Kim Seung-Hyun, Hur Gyu-Young, Choi Jeong-Hee, Park Hae-Sim
Ajou University School of Medicine, Department of Allergy & Rheumatology, San-5, WonchonDong, YoungtongGu, Suwon, Korea.
Pharmacogenomics. 2008 Jan;9(1):85-91. doi: 10.2217/14622416.9.1.85.

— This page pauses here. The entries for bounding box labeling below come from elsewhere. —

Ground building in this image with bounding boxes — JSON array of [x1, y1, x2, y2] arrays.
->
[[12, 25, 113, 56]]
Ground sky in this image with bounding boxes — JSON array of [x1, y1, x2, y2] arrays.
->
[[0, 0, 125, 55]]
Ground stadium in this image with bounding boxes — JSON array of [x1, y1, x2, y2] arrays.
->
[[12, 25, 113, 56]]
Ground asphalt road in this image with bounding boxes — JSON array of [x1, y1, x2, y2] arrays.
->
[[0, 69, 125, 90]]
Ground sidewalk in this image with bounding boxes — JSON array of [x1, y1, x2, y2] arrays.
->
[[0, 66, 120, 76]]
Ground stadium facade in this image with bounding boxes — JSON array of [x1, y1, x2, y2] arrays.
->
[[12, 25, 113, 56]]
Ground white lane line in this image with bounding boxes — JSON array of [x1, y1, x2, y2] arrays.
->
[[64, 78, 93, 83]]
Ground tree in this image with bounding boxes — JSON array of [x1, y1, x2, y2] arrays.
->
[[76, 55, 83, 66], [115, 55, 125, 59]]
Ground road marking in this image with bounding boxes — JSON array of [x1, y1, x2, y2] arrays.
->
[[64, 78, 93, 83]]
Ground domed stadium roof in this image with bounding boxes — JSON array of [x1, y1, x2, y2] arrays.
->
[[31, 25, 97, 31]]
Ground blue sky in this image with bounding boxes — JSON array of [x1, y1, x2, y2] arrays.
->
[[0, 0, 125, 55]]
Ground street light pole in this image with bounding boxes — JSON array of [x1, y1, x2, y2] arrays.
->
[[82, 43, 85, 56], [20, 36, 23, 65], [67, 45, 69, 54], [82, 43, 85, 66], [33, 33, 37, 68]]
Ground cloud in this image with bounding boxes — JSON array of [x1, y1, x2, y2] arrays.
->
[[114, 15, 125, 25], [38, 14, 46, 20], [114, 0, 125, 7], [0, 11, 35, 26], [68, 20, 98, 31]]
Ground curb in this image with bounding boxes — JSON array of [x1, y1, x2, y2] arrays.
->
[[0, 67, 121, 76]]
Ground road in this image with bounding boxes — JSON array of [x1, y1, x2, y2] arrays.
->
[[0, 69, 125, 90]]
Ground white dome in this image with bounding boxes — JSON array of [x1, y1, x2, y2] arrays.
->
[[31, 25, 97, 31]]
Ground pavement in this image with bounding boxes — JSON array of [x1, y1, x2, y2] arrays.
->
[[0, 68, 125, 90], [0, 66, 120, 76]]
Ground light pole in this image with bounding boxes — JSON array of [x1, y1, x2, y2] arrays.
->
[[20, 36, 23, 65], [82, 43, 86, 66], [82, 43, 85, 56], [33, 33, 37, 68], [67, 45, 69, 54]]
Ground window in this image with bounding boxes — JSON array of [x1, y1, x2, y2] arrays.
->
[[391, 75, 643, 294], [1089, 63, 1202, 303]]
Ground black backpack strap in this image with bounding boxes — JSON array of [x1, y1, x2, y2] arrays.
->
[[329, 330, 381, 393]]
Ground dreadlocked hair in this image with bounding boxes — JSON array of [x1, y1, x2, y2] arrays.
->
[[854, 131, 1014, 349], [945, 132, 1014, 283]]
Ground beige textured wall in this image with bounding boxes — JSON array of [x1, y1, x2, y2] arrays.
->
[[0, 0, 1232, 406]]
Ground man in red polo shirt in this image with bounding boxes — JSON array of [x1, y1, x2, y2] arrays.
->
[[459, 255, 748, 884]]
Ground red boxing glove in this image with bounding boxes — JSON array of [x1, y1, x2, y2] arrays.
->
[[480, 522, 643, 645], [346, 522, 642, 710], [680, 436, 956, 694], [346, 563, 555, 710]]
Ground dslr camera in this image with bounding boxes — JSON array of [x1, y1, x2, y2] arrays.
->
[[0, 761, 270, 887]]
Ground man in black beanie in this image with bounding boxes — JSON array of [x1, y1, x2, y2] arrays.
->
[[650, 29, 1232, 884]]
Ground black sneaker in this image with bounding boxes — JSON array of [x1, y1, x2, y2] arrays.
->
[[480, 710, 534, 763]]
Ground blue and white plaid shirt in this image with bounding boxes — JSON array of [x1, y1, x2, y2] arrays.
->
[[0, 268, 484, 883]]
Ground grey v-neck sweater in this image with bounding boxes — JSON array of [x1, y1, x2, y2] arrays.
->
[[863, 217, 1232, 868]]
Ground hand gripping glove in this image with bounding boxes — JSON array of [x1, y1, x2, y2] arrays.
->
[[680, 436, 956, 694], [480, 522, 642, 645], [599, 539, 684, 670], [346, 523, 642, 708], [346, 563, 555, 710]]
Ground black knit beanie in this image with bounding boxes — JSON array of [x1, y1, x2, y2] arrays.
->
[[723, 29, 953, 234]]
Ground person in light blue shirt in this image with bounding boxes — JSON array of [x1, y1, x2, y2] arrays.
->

Leukotriene overproduction is the major characteristic of aspirin-intolerant asthma (AIA). Most studies examining the molecular genetic mechanisms of AIA have focused on leukotriene-related genes, including ALOX5, LTC4S, TXA2R and prostanoid-receptor genes. One study suggested that the human leukocyte antigen (HLA) allele DPB10301 may be a genetic marker for the AIA phenotype in European and Asian populations, and HLA-DPB10301 has been suggested as a useful genetic marker for predicting more favorable responders to leukotriene-receptor antagonists for long-term management of AIA. Although several reports have indicated possible associations between genetic polymorphisms and variable responses to leukotriene modifiers in nonaspirin sensitive asthmatic patients, few have suggested relationships between such genetic polymorphisms and variable responses to asthma drugs in AIA patients.
白三烯过度产生是阿司匹林不耐受性哮喘(AIA)的主要特征。大多数研究AIA分子遗传机制的研究都集中在白三烯相关基因上,包括5-脂氧合酶(ALOX5)、白三烯C4合成酶(LTC4S)、血栓素A2受体(TXA2R)和前列腺素受体基因。一项研究表明,人类白细胞抗原(HLA)等位基因DPB10301可能是欧洲和亚洲人群中AIA表型的遗传标志物,并且HLA-DPB10301已被认为是一种有用的遗传标志物,用于预测白三烯受体拮抗剂对AIA长期管理的更有利反应者。尽管有几份报告指出非阿司匹林敏感哮喘患者的基因多态性与对白三烯调节剂的可变反应之间可能存在关联,但很少有研究表明此类基因多态性与AIA患者对哮喘药物的可变反应之间的关系。